Provincial minds can overrate their own marginal distinctions, but Islanders have the hard data to prove Anne's more than a local obsession. The provincial population is about 140,000 but 3.3 million people have seen the musical. Summertime on the Island sees a flood of Japanese tourists, mostly female, many wearing to dress up in frocks and wear braided red-haired wigs as an ode to their heroine. Anne has turned much of the province into a Victorian-era theme park, which Islanders resent, but it generates lots of cash, which we like, a lot.
At the opening of Anne of Green Gables - The Musical at Toronto's Elgin Theatre, P.E.I.'s Minister of Communities, Cultural Affairs and Labour was on hand for opening remarks. Carolyn Bertram was a total charmer, but the effect was to turn the whole show into a living, breathing tourism advertisement. One suspected the P.E.I. government might have underwritten Dancap's partnership with the Charlottetown Festival. Liked the sets? See them rendered in water, soil and sand as you drive from Cavendish to Brackley Beach! Liked the picnic scene? Try Cow's handmade ice cream next time you're in Charlottetown!
As a critic, you have to push aside nostalgia in order to set the script against the expectations of nowadays, the acting/directing against past productions. Though the musical has been tinkered with over the years, the current incarnation is a back-to-its-roots effort, with the original 1960s sets and choreography. Does that make it a museum piece or is it an artistic decision that has some contemporary resonance?
It's been at least 15 years since I last saw Anne of Green Gables and this time I was surprised by its imperial themes, particularly the strange school pageant where depictions of Eskimos and Indians flirt with racism. I had forgotten the cavalier treatment of teen pregnancy--treated with more levity than, say, school teasing. I had remembered Anne and Diana's platonic love song "Kindred Spirits"--it's the name of a fan magazine. But I had forgotten that it was the visit to the horrible Mrs. Blewett--we know she's horrible because she doesn't hang her laundry to dry sorted by colour and size--that made Marilla change her mind about keeping Anne.
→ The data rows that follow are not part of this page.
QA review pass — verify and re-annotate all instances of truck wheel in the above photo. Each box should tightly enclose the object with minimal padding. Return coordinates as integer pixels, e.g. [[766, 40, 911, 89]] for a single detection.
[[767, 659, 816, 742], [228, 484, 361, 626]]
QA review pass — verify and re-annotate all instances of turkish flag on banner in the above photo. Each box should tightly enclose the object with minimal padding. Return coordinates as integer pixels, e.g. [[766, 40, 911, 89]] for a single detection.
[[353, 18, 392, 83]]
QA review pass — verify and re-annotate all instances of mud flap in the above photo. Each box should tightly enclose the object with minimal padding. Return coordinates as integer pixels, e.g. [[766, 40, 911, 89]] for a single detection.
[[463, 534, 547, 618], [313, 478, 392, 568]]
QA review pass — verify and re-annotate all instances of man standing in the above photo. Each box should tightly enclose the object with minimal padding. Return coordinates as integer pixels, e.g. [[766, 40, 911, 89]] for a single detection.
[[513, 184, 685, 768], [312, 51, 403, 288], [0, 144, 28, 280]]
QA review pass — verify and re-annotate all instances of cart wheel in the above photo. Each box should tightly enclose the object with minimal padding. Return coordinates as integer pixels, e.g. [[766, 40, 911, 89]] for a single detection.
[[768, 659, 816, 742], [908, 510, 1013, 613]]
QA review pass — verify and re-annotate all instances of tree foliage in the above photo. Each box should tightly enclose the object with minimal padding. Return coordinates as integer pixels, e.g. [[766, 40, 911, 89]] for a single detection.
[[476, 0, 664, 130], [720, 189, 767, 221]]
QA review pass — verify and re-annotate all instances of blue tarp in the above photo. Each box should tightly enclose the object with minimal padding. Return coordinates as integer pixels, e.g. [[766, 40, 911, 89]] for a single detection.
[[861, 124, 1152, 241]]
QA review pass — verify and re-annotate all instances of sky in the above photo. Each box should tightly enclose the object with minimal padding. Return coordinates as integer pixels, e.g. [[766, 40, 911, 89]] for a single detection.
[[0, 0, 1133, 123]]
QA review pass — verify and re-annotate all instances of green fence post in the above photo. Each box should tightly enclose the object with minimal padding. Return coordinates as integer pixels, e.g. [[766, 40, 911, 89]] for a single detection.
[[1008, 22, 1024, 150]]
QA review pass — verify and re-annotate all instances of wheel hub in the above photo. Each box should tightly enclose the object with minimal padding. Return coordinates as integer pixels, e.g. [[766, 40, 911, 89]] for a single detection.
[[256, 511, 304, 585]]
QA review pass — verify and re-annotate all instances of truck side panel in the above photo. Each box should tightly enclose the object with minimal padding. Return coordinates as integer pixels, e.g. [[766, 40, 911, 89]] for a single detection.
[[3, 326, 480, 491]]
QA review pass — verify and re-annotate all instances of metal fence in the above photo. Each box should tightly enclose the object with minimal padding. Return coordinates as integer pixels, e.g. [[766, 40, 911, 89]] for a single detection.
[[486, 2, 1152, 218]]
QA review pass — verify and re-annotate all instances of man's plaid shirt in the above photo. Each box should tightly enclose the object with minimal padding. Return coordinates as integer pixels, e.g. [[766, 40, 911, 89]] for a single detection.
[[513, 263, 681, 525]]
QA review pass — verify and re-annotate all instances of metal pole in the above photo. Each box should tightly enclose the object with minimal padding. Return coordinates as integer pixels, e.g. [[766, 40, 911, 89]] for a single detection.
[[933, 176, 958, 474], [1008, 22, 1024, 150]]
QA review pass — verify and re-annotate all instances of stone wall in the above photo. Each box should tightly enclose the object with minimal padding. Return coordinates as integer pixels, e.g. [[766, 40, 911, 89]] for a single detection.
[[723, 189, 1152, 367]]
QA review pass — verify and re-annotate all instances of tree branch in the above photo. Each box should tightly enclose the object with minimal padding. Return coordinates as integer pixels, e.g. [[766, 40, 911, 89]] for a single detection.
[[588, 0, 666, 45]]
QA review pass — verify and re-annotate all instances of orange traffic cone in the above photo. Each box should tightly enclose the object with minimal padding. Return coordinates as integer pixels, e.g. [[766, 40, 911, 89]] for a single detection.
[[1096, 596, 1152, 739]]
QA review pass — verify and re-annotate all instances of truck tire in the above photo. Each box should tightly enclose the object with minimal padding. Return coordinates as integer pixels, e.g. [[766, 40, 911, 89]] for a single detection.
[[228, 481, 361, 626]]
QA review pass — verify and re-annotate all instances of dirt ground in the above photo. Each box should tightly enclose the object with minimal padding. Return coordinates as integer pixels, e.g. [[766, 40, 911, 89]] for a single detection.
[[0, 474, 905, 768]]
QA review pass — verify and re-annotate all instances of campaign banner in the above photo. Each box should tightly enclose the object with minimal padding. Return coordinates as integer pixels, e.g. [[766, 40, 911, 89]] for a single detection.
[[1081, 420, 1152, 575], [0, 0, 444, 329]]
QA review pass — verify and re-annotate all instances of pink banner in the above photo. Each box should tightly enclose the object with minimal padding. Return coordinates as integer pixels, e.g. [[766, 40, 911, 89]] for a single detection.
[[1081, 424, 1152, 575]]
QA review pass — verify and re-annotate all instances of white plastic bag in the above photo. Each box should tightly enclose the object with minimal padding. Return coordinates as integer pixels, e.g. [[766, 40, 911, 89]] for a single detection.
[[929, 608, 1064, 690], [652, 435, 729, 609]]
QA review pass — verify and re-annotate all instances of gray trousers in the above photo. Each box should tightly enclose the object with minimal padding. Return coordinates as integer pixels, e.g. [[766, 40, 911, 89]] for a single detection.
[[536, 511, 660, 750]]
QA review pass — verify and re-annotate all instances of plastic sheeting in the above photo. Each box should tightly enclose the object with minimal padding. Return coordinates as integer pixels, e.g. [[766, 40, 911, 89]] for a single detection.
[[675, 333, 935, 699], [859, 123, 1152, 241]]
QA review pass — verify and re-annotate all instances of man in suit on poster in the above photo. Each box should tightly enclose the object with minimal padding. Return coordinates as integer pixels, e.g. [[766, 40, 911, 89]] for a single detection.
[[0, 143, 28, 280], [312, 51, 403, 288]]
It's a funny scene, but there's no song in it and the Blewett character doesn't recur, so it didn't penetrate into my psyche. But the moment I saw the laundry, I knew exactly what was coming. Mrs. Blewett was there in my brain whether I knew it or not.
I can say this about the current production: Amy Wallis is probably the best of the four Anne's I've seen. And I always get excited when they start the egg and spoon race which is, strangely, more thrilling than the three-legged race that precedes it. But I didn't cry when... you know who... you know whats. A ritual is supposed to provide satisfaction each time, but get one ingredient wrong and the spirits will ignore you.